でもそう思ってしまうほどに本当に素晴らしいのだ。


昔は、私みたいな庶民は
こんな家には絶対に入れなかっただろうに、
現代を生きる私はこの素晴らしい庭を眺めながら
ここでゆっくりと時間を過ごせるなんて、
ほんとうに現代に生まれてよかった〜!!!
と心底思うのだった。

あ、あれは蝶屋敷、、?!
敷地内にある、移築されてきた古民家
これが主屋。でかい…でかすぎる…
中庭にあるこの石、「気」を放っている石らしく、
座ると病気が治ったり
全てがうまくいったりするらしい
(勿論座らせていただいた)
ここ産屋敷邸だよね???
柱合会議、ここでしてるよね???
(この部屋だけで百畳だそうです)



本当に全てが素晴らしすぎて力が抜けた。

ここにはこの家の人とお手伝いさんが
合計50人ほどが暮らしていたそう。
50人も暮らせる家を作れるということが
もうすごい。今じゃあり得ないもの。

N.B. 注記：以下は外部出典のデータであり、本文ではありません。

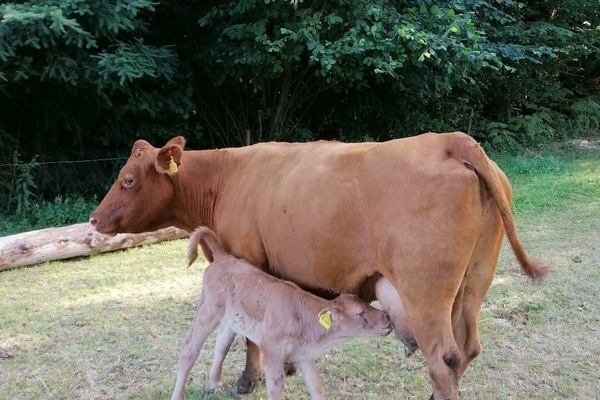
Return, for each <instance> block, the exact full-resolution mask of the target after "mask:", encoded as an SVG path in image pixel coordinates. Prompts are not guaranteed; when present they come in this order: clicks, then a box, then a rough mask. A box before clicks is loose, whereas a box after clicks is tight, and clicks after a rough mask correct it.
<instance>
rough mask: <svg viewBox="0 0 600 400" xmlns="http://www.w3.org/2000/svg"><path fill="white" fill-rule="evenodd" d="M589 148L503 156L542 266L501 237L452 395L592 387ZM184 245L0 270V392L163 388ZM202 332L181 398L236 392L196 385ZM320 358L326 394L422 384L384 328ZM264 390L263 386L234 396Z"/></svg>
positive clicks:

笑

とにかく主屋も庭も見応えがあって本当に楽しい。

やっぱり庭が大好き。
これは祖父に似たんだよな。


この後友人と別れて帰宅。

夜は、犬の寝姿があたりにも可愛すぎて悶絶する。

🥰
ちょこん


火曜日。

仕事はいつも通りにこなして、
この日はほとんど定時で上がれることに。

私の部署では珍しいのですごく嬉しい。


せっかくの定時なので、
病院の近くの喫茶室へ行くことに。

ここはわたしの大好きな場所。
職場からも近いし、母校もすぐそばだ。


それに、ここは私の大好きな
「擬洋風」様の建築物なのだ。

純和風の主屋と続くような形でそこに
洋風の可愛らしい応接室がくっついており、
喫茶室として開放されている。

いつもの窓際のソファに座って、
本棚に置いてある本をパラパラとめくる。

この時期は窓が開放されている。
大好きな喫茶室
可愛い本!しかし英語でした、、
抹茶豆乳🍵


ここは歴史的建造物の一角なので、
私の好きな要素しか詰まっておらず
とにかくよく通っている。

こういう近代建築も、喫茶室も、
この地域に関する本が置いてあるというのも、
全てが私のツボなのだ。

それに、21時まで開いている。

そんなことある?
ほぼ毎日、こんなに夜遅くまでやっているなんて。

もちろん、私以外に人はいなかった。

たぶん、ここにいるスタッフさんたちも
この建物が大好きだから
こうやって長くここにいることができて、
喫茶室も遅くまで営業できるんだろうな。

こういう、誰かの「好き」で成り立っている施設が
わたしもすごく好きだ。

病院の駐車場に帰る途中、仕事のピッチが鳴る。

緊急の検査の依頼。
なんというベストタイミング。
家にいるよりはるかに早く到着できる。

張り切って急いで病院に戻ると、
毎日いる病院の、あまりの明るさに目が眩んだ。

あれ、こんなに明るかったっけ?

さっきまで、昔の照明器具ならではの
ほんのりとした明かりの応接間で
読書をしていたうえに、
暗い夜道を歩いて病院までたどり着いたので、
文明の眩しさに目がクラクラした。

これって絶対不自然だな。

夜なんだから、ほんとうは
もっともっと暗いのが自然なのに。

でも、ここは病院だからこそ
明るくしていなければならない、とも思う。

物理的にも、心理的にも。


そして、こんなに現代の技術を全て詰め込んだ
みたいな大病院のすぐ近くに、
昭和初期の建物がそのまんま残っていて、
そこをすぐに行き来できるということが
私をものすごく不思議な気分にさせる。


まるで、私は今さっき、
過去からタイムスリップしてきたみたいだ。

さっきまであんなに暗いところで
窓を開けてのんびりと古い本を読んでいたのに、
今この瞬間にはもうピカピカの照明の下で、
病院にある最新の装置に囲まれて
これから来る患者さんを迎え入れようとしている。

この町の、新しくも古いところが大好きだ。

昔の面影もしっかり残しているのに、
毎日きちんと進化している。

歴史も大切にしているけれど、
常に進歩する技術に喰らいついていこうとする
意思のある人々が、この町でたくさん働いている。

わたしもここで一緒に働くことができて幸せだな、
と病院の煌々とした明かりの中でふと思う。

歴史が滲んでいる町の奥深さを、
不覚にも感じざるを得ない夜となった。